Néanmoins pour assurer une bonne maîtrise des budgets, il est nécessaire d’écrire et appliquer un certain nombre de règles de fonctionnement.

g) L’anticipation des besoins financiers La maîtrise de la trésorerie du groupe se fait à plusieurs niveaux. Il y a tout d’abord, la sécurisation des paiements. Qui est l’ordonnateur ? Qui est le payeur ? Faut-il définir des seuils ? Dans l’affirmatif, quels en sont les niveaux ? Il y a ensuite la gestion de la trésorerie du groupe, et notamment du risque de change. Cela nécessite d’obtenir des filiales un prévisionnel de trésorerie. Là encore un processus clair permettra de mettre en place des règles simples de remontée régulière de l’information.

h) La maîtrise des frais de déplacement La gestion des frais de déplacement est une problématique souvent lourde dans les groupes internationaux. Une procédure groupe applicable partout avec quelques adaptations légères selon les contraintes locales est indispensable. Le sujet étant sensible, nous y revenons plus longuement dans la dernière partie de ce livre blanc.
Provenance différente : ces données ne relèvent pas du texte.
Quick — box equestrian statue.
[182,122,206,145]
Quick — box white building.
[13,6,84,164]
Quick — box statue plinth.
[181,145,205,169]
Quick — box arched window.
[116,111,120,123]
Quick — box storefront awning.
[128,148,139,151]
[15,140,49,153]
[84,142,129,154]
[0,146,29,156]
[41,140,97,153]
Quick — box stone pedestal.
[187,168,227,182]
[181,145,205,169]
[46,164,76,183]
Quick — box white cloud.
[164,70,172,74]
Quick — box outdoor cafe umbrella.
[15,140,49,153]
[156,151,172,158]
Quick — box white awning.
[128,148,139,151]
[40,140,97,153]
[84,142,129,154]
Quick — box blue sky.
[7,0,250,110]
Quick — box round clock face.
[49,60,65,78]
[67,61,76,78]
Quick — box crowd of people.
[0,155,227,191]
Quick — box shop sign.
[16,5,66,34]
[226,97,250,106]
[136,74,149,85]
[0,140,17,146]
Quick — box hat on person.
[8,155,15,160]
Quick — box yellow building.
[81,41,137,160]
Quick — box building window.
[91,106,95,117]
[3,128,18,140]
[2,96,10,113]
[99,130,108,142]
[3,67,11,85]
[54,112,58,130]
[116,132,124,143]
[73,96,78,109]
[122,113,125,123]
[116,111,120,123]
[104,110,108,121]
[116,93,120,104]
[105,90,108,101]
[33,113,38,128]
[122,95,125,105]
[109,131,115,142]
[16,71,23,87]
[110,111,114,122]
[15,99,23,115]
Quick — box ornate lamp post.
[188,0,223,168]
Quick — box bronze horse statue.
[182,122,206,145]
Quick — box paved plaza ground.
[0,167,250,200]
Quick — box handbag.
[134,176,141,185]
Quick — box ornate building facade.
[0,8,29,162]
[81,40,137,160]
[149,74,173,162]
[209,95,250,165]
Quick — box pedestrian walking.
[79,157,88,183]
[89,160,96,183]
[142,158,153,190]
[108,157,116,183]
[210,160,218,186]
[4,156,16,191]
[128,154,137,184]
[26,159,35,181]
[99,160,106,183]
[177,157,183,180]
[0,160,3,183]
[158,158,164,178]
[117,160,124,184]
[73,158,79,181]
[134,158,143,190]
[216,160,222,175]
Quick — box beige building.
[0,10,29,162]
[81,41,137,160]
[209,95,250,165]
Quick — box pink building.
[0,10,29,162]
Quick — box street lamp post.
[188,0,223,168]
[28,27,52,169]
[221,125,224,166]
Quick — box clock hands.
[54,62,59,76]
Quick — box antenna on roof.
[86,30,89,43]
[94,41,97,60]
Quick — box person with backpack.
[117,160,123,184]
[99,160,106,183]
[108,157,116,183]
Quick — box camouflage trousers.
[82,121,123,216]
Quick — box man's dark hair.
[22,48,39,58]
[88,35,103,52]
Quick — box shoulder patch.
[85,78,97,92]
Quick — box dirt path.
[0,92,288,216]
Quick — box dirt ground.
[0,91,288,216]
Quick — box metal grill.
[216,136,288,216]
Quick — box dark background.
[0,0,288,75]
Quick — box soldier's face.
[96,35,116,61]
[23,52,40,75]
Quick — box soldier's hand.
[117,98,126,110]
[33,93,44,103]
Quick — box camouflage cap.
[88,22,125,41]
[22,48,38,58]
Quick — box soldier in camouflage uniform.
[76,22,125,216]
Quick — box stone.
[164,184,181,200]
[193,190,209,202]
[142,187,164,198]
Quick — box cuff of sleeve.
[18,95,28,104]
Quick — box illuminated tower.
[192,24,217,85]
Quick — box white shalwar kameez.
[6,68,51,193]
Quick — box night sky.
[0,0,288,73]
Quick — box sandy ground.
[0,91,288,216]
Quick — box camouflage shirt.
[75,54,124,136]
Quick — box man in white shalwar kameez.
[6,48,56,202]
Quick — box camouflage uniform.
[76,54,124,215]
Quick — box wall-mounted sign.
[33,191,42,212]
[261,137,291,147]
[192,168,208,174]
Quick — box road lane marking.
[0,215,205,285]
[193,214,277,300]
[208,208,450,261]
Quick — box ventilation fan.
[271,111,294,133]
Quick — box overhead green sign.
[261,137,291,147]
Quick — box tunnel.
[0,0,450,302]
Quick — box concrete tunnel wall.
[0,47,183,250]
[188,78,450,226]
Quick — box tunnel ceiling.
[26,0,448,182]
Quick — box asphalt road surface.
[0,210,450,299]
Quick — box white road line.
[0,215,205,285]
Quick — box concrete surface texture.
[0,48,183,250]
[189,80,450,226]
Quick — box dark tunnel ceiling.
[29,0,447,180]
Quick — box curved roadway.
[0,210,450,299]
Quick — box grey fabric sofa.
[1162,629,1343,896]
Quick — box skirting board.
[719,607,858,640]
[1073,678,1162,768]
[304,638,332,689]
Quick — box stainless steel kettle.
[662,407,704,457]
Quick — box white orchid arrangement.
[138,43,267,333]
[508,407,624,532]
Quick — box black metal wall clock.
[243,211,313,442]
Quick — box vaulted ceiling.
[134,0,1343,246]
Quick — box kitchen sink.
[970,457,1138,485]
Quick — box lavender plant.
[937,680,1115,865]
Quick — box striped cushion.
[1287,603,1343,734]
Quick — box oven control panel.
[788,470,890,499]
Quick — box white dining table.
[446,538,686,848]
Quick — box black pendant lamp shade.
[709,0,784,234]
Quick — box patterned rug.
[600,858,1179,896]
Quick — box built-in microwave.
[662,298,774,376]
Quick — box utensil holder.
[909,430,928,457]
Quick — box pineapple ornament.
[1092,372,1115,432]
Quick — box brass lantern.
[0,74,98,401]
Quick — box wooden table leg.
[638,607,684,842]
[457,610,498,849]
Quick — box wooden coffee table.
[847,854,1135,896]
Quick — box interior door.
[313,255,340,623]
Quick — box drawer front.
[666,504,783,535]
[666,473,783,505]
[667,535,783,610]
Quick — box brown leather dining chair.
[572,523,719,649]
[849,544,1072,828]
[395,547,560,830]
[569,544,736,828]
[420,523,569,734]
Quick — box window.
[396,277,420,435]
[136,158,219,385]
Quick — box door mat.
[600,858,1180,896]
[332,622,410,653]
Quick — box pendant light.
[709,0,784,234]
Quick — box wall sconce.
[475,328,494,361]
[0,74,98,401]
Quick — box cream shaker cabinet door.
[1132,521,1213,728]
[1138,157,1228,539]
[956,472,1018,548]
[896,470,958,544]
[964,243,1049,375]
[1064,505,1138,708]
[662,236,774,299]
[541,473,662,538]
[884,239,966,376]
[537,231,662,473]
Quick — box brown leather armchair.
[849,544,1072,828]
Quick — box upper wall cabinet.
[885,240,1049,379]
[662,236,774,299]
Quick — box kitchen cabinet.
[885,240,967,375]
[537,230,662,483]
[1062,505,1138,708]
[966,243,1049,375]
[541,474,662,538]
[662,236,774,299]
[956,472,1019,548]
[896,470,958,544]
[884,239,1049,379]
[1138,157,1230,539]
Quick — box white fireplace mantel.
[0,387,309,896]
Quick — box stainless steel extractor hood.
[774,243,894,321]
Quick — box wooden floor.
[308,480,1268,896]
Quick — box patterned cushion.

i) La maîtrise des investissements et des recrutements La maîtrise des investissements et des recrutements est également un point clé du pilotage des équipes locales. Là encore des processus sont nécessaires pour assurer la maîtrise de ces engagements. Les procédures de validation nécessiteront souvent un apprentissage et le siège sera donc sollicité pour sa mise en application.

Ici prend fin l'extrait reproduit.